The amending agreement dated December 5, 2024 (the "Amending Agreement") transitions the transaction from the original earn-in structure to an outright sale (the "Amended Transaction"), delivering enhanced upfront value for Antler's shareholders, while eliminating the risk and uncertainty of future exploration expenditures.

Amended Transaction Highlights:

  • Enhanced Payment Structure:

In exchange for 80% of the Erongo Central Gold Project, Antler will receive:

  • US$800,000 in cash within 10 business days of an entity controlled by Fortress becoming publicly listed ("FortressCo").
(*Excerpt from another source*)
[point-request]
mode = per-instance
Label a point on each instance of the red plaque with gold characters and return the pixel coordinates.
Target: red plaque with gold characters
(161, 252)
  • Cdn$4.11 million in FortressCo's shares prior to it becoming publicly listed.

  • Fortress has already paid US$50,000 under the terms of the agreement.

  • Remaining 20% Equity Interest:

Fortress retains the right to acquire the remaining 20% equity interest on or before the third anniversary of FortressCo becoming publicly listed for US$1.7 million, of which at least 50% is payable in cash and the remainder in shares of FortressCo.

  • Preservation of Royalty:

Antler retains a 2% net smelter return royalty on the Project, with no buyback provisions.

  • Continued Operational Role:

Antler will remain the operator of the Project for an initial 24-month period following the Transaction, ensuring operational continuity and effective project execution.

Strategic Benefits for Shareholders:

The Amending Agreement strengthens Antler's financial position by delivering a larger upfront cash and share consideration, reducing the uncertainty of phased payments. This enhanced structure provides Antler with the financial flexibility to pursue new strategic initiatives and exploration opportunities, driving long-term value for shareholders.